In this report, we describe the case of a young female patient who only experienced recurrent palpitations and severe tachycardia rather than the other typical features of SLE and was hence diagnosed late.

Case presentation

A 32-year-old Filipino female, hospitalized twice over the last 2 months due to palpitations, came for a third time with progressive palpitations. Her heart rate reached 100–150 beats per minute (bpm). Palpitations were also associated with a generalized skin rash for 3 days. However, the patient denied having fever, chest pain, breathlessness, joint pain, mouth ulcers, or eye pain. She also denied using any new medications. Her medical history is unremarkable, apart from an episode of viral myocarditis diagnosed and treated conservatively 4 months before this presentation. Upon her admission, the cardiac magnetic resonance imaging (MRI) showed mild global hypokinesia with mildly impaired systolic function of 50%, basal inferior wall edema with subepicardial early, and delayed hyperenhancement suggestive of acute myocarditis. As part of investigating the possible causes of myocarditis, autoimmune antibodies were sent before discharge and were to be reviewed in her outpatient appointment.

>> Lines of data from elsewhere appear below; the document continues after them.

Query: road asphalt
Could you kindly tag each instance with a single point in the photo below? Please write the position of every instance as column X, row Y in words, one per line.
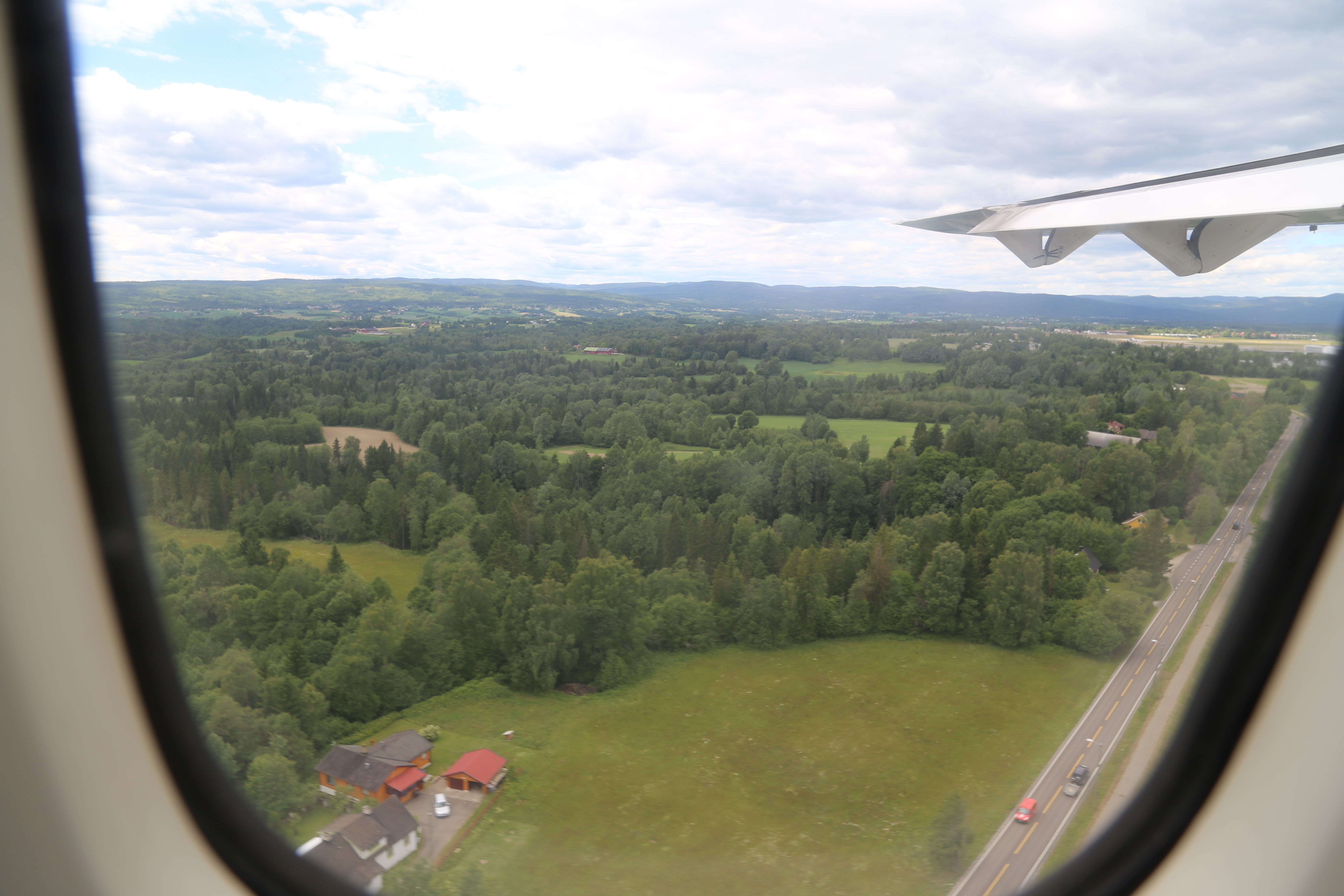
column 1154, row 738
column 1015, row 852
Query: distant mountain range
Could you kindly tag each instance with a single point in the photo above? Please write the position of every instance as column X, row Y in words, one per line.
column 728, row 299
column 1324, row 311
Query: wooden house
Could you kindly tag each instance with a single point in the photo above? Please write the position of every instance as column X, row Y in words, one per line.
column 390, row 768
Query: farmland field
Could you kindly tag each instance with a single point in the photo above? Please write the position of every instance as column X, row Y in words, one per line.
column 398, row 569
column 812, row 769
column 881, row 433
column 858, row 369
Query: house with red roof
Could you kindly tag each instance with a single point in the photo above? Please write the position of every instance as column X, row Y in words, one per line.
column 476, row 770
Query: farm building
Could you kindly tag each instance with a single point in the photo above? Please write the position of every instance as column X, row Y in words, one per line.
column 476, row 770
column 390, row 768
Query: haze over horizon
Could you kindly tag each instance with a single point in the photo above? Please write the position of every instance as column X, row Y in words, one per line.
column 761, row 143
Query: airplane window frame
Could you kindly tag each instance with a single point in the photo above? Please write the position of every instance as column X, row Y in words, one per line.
column 1113, row 864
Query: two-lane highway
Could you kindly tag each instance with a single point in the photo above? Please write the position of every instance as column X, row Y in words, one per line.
column 1015, row 852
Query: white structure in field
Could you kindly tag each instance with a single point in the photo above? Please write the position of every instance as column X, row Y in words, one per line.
column 1191, row 224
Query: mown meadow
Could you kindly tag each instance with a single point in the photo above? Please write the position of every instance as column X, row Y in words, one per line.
column 816, row 766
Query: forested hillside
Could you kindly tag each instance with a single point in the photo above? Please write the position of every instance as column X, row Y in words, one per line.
column 547, row 570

Furthermore, her previous workup for tachycardia included an ECG, which showed sinus tachycardia with no specific abnormalities, and a follow-up echocardiography and a CT pulmonary angiogram, which were both normal. She only takes bisoprolol 2.5 mg, which was previously prescribed for tachycardia but was ineffective in alleviating her symptoms. She works as an accountant, does not smoke or drink alcohol, and has no significant family history.

On examination, the patient’s heart rate was 141 bpm, blood pressure was 85/48 mmHg, and multiple erythematous plaques were noted on her face, trunk, and extremities. ECG was done and revealed sinus tachycardia (Figure 1). Laboratory tests showed mild normocytic anemia and moderate proteinuria. However, she had normal values of troponin, C-reactive protein (CRP), procalcitonin, and lactic acid. In addition to a negative viral panel, her urine and blood cultures also did not grow any organism (Table 1).

FIGURE 1

Figure 1. ECG upon admission.

TABLE 1

Table 1. Lab values during hospitalization.

The patient was initially treated for possible anaphylaxis with intravenous diphenhydramine and hydrocortisone. Consequently, the rash improved, and the heart rate became normal. After around 8 h, the patient’s heart rate rose again, reaching 150 bpm. The patient was then admitted as a case of possible sepsis and was hence started on piperacillin/tazobactam empirically, although the available data did not suggest any source of infection. The patient also received bisoprolol 2.5 mg, lorazepam 0.5 mg, and intravenous (IV) fluids, but her heart rate remained elevated.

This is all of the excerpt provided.